Whilst debugging through some code I found a particular piece of my validation was using the .startsWith() method on the String class to check if a String started with a blank character
Considering the following :
public static void main(String args[])
{
String s = "Hello";
if (s.startsWith(""))
{
System.out.println("It does");
}
}
It prints out It does
My question is, why do Strings start off with a blank character? I'm presuming that under the hood Strings are essentially character arrays, but in this case I would have thought the first character would be H
Can anyone explain please?
"" is an empty string containing no characters. There is no "empty character", unless you mean a space or the null character, neither of which are empty strings.
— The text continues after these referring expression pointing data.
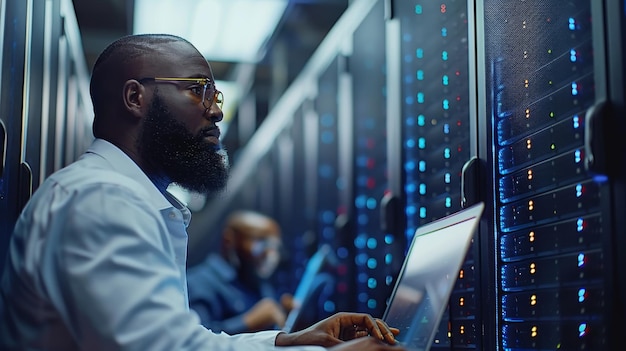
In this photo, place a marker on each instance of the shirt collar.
(221, 267)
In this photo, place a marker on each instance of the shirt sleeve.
(107, 268)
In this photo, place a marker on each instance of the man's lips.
(212, 133)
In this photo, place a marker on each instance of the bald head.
(163, 125)
(251, 242)
(253, 223)
(128, 58)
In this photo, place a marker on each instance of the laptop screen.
(428, 275)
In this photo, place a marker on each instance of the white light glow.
(222, 30)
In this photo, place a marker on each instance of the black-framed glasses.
(210, 95)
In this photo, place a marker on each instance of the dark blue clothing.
(218, 297)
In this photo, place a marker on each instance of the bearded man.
(97, 257)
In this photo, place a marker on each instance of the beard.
(171, 151)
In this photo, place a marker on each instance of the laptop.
(428, 275)
(313, 282)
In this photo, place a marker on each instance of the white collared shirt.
(97, 262)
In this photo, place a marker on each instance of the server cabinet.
(333, 145)
(374, 255)
(435, 119)
(15, 181)
(553, 228)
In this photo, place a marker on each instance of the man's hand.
(265, 314)
(343, 327)
(366, 344)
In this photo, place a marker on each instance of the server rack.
(540, 70)
(435, 118)
(375, 252)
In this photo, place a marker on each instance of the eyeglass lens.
(212, 96)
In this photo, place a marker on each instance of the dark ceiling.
(304, 25)
(302, 28)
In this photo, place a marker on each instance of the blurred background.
(353, 123)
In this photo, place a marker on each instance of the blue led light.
(325, 171)
(328, 137)
(576, 121)
(420, 75)
(574, 89)
(420, 98)
(388, 280)
(372, 263)
(582, 330)
(421, 120)
(578, 156)
(359, 201)
(327, 120)
(328, 217)
(388, 259)
(581, 294)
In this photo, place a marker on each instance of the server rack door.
(33, 90)
(550, 226)
(436, 140)
(13, 58)
(329, 209)
(374, 275)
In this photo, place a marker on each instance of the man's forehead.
(177, 59)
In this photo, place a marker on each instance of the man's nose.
(214, 113)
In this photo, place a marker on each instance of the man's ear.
(134, 97)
You can think of a string as starting with an infinite number of empty strings, just like you can think of a number as starting with an infinite number of leading zeros without any change to the meaning.
1 = ...00001
"foo" = ... + "" + "" + "" + "foo"
Strings also end with an infinite number of empty strings (as do decimal numbers with zeros):
1 = 001.000000...
"foo" = "foo" + "" + "" + "" + ...
Seems like there is a misunderstanding in your code. Your statement s.startsWith("") checks if string starts with an empty string (and not a blank character). It may be a weird implementation choice, anyway, it's as is : all strings will say you they start with an empty string.
Also notice a blank character will be the " " string, as opposed to your empty string "".
"Hello" starts with "" and it also starts with "H" and it also starts with "He" and it also sharts with "Hel" ... do you see?
That "" is not a blank it's an empty string. I guess that the API is asking the question is this a substring of that. And the zero-length empty string is a substring of everything.
The empty String ("") basically "satisfies" every string. In your example, java calls
s.startsWith("");
to
s.startsWith("", 0);
which essentially follows the principle that "an empty element(string) satisfies its constraint (your string sentence).".
From String.java
/**
* Tests if the substring of this string beginning at the
* specified index starts with the specified prefix.
*
* #param prefix the prefix.
* #param toffset where to begin looking in this string.
* #return <code>true</code> if the character sequence represented by the
* argument is a prefix of the substring of this object starting
* at index <code>toffset</code>; <code>false</code> otherwise.
* The result is <code>false</code> if <code>toffset</code> is
* negative or greater than the length of this
* <code>String</code> object; otherwise the result is the same
* as the result of the expression
* <pre>
* this.substring(toffset).startsWith(prefix)
* </pre>
*/
public boolean startsWith(String prefix, int toffset) {
char ta[] = value;
int to = offset + toffset;
char pa[] = prefix.value;
int po = prefix.offset;
int pc = prefix.count;
// Note: toffset might be near -1>>>1.
if ((toffset < 0) || (toffset > count - pc)) {
return false;
}
while (--pc >= 0) {
if (ta[to++] != pa[po++]) {
return false;
}
}
return true;
}
For folks who have taken automata theory, this makes sense because the empty string ε is a substring of any string and also is the concatenation identity element, ie:
for all strings x, ε + x = x, and x + ε = x
So yes, every string "startWith" the empty string. Also note (as many others said it), the empty string is different from a blank or null character.
A blank is (" "), that's different from an empty string (""). A blank space is a character, the empty string is the absence of any character.
An empty string is not a blank character. Assuming your question with empty string, I guess they decided to leave it that way but it does seem odd. They could have checked the length but they didn't.